Here is an example on how to define these for a deployment:

apiVersion: machinelearning.seldon.io/v1
kind: SeldonDeployment
metadata:
  name: cifar10
  namespace: seldon
spec:
  name: resnet32
  predictors:
  - graph:
      implementation: TRITON_SERVER
      logger:
        mode: all
      modelUri: gs://seldon-models/triton/tf_cifar10
      name: cifar10
    name: default
    svcOrchSpec:
      env:
      - name: LOGGER_KAFKA_BROKER
        value: seldon-kafka-plain-0.kafka:9092
      - name: LOGGER_KAFKA_TOPIC
        value: seldon
      - name: KAFKA_SECURITY_PROTOCOL
        value: ssl
      - name: KAFKA_SSL_CA_CERT_FILE
        value: /path/to/ca.pem
      - name: KAFKA_SSL_CLIENT_CERT_FILE
        value: /path/to/access.cert
      - name: KAFKA_SSL_CLIENT_KEY_FILE
        value: /path/to/access.key
      - name: KAFKA_SSL_CLIENT_KEY_PASS
        valueFrom:
          secretKeyRef:
            name: my-kafka-secret
            key: ssl-password # Key password, if any (optional field)
    replicas: 1
  protocol: kfserving

Follow a benchmarking notebook for CIFAR10 image payload logging showing 3K predictions per second with Triton Inference Server.

Setting Global Default¶

If you don’t want to set up the custom logger every time, you are able to set it with executor.requestLogger.defaultEndpoint in the Helm Chart Variable as outlined in the helm chart advanced settings section.

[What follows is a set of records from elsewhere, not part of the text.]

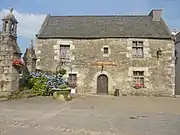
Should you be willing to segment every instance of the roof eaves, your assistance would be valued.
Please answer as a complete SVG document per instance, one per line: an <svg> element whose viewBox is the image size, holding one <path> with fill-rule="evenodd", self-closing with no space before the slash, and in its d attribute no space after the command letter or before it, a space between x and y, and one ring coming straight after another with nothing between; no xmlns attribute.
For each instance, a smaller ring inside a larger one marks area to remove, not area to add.
<svg viewBox="0 0 180 135"><path fill-rule="evenodd" d="M166 39L166 40L172 40L171 36L164 36L164 37L148 37L148 36L94 36L94 37L84 37L84 36L39 36L38 39L102 39L102 38L145 38L145 39Z"/></svg>

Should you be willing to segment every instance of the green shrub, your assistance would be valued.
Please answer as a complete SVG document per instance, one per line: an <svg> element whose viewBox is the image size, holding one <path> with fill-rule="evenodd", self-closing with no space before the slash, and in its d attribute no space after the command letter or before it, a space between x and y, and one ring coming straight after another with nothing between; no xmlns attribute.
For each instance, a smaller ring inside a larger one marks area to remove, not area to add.
<svg viewBox="0 0 180 135"><path fill-rule="evenodd" d="M66 72L67 72L66 69L60 69L59 71L57 71L57 73L62 75L62 76L65 75Z"/></svg>
<svg viewBox="0 0 180 135"><path fill-rule="evenodd" d="M44 77L30 78L29 84L32 85L32 92L38 96L49 95L46 82L47 82L47 79Z"/></svg>

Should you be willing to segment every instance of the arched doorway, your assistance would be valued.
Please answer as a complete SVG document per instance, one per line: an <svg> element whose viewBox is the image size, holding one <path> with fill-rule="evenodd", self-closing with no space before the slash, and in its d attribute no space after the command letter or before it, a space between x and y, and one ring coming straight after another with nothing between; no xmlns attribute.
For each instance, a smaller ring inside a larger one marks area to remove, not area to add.
<svg viewBox="0 0 180 135"><path fill-rule="evenodd" d="M97 78L97 94L108 94L108 77L104 74Z"/></svg>

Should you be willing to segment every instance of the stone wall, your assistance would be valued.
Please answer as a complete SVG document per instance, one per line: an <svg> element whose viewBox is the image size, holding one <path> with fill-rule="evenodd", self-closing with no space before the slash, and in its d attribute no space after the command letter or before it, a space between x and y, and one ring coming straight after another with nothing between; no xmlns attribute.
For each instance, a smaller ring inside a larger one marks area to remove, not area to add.
<svg viewBox="0 0 180 135"><path fill-rule="evenodd" d="M144 58L132 58L132 41L144 42ZM96 93L97 77L103 73L109 79L109 93L120 89L123 95L173 95L174 94L174 47L172 40L158 39L37 39L37 68L55 71L59 59L59 45L70 45L70 66L77 74L80 93ZM109 54L103 54L103 47ZM162 55L157 60L157 49ZM94 66L94 61L110 60L117 66ZM71 72L65 67L68 73ZM132 87L132 72L143 70L145 88Z"/></svg>

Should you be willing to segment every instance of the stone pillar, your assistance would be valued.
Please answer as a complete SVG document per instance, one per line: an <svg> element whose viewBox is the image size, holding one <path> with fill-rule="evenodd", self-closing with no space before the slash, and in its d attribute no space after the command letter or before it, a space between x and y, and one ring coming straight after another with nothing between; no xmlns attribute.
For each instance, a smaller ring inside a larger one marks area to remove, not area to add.
<svg viewBox="0 0 180 135"><path fill-rule="evenodd" d="M10 13L5 16L3 21L2 33L0 36L0 100L7 100L11 95L19 90L19 70L14 67L12 61L21 59L21 51L17 44L17 39L12 33L12 25L17 24L17 20ZM16 32L17 27L13 28Z"/></svg>

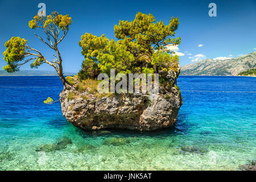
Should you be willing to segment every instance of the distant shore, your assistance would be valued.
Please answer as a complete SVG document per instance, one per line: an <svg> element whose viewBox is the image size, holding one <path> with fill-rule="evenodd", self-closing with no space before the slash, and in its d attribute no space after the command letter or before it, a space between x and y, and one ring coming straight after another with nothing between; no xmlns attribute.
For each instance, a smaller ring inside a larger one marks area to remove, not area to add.
<svg viewBox="0 0 256 182"><path fill-rule="evenodd" d="M256 76L255 75L179 75L182 76L247 76L247 77L256 77Z"/></svg>
<svg viewBox="0 0 256 182"><path fill-rule="evenodd" d="M0 75L0 76L59 76L57 75ZM72 75L64 75L65 76L72 76Z"/></svg>

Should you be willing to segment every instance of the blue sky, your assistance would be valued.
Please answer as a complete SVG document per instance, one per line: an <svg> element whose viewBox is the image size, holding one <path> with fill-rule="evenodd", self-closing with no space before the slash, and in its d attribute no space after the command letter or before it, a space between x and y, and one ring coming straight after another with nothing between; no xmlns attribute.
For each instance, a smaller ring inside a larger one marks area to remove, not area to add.
<svg viewBox="0 0 256 182"><path fill-rule="evenodd" d="M64 72L77 72L84 59L79 42L85 32L114 38L114 26L119 20L133 20L138 11L151 13L166 24L177 16L177 36L181 65L202 59L237 57L256 51L255 0L189 1L10 1L0 0L0 51L12 36L27 39L29 45L40 50L48 59L53 52L34 36L28 23L37 14L38 5L46 5L47 14L53 11L69 14L73 20L70 31L60 44ZM210 17L210 3L217 5L217 16ZM200 45L200 46L199 46ZM2 57L3 56L2 56ZM0 70L5 65L0 59ZM30 69L29 64L20 69ZM40 70L54 69L44 65Z"/></svg>

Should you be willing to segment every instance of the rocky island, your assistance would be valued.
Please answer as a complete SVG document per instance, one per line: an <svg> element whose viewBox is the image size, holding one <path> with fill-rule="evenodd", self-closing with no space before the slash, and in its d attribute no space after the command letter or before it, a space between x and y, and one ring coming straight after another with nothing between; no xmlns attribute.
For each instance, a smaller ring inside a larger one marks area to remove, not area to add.
<svg viewBox="0 0 256 182"><path fill-rule="evenodd" d="M166 26L155 22L150 14L138 13L134 20L120 20L114 26L118 42L104 34L82 35L79 45L85 60L77 76L66 77L72 87L60 94L63 115L75 126L90 130L148 131L173 126L183 103L176 81L180 67L178 56L167 46L180 44L180 38L173 38L179 24L177 18ZM159 75L158 97L151 98L148 90L130 93L130 89L99 93L97 77L101 73L110 77L111 69L115 75Z"/></svg>
<svg viewBox="0 0 256 182"><path fill-rule="evenodd" d="M160 86L155 100L142 93L99 97L89 87L83 92L75 88L63 90L60 94L63 115L73 125L87 130L148 131L172 126L183 103L176 86L179 72L179 68L176 72L168 72L173 86Z"/></svg>

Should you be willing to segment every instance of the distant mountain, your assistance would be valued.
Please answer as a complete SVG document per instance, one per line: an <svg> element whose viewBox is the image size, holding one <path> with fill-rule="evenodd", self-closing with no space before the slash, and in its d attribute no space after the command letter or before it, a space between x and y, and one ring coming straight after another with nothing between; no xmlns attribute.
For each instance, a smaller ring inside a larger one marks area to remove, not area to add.
<svg viewBox="0 0 256 182"><path fill-rule="evenodd" d="M75 75L76 73L64 72L64 75ZM4 70L0 70L0 76L57 76L55 71L39 70L22 70L15 73L7 73Z"/></svg>
<svg viewBox="0 0 256 182"><path fill-rule="evenodd" d="M208 59L187 64L181 67L180 75L237 76L252 68L256 68L256 51L225 60Z"/></svg>

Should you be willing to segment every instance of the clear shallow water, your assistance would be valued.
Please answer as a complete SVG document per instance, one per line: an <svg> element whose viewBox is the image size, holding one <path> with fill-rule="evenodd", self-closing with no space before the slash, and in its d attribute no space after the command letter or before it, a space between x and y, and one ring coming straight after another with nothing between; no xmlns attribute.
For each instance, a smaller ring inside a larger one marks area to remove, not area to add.
<svg viewBox="0 0 256 182"><path fill-rule="evenodd" d="M150 133L73 126L59 102L43 103L59 99L59 80L0 76L0 170L236 170L256 159L255 77L180 76L175 127ZM36 151L62 137L72 143Z"/></svg>

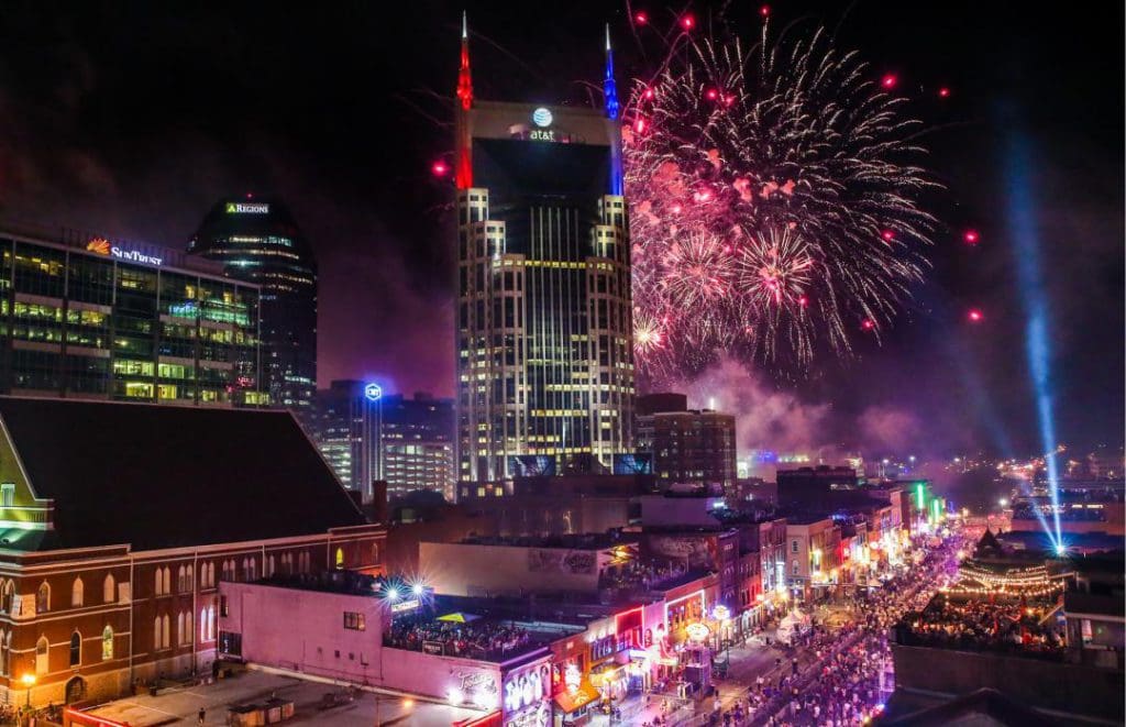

This can simply specify a URL to call. In the usual kubernetes fashion, if a service name is provided then it is assumed to be in the current namespace unless there it is followed by .<namespace>, giving the namespace name.

You will still want to make sure the model is deployed with a specification on what requests will be logged, i.e. all, request or response (as outlined above).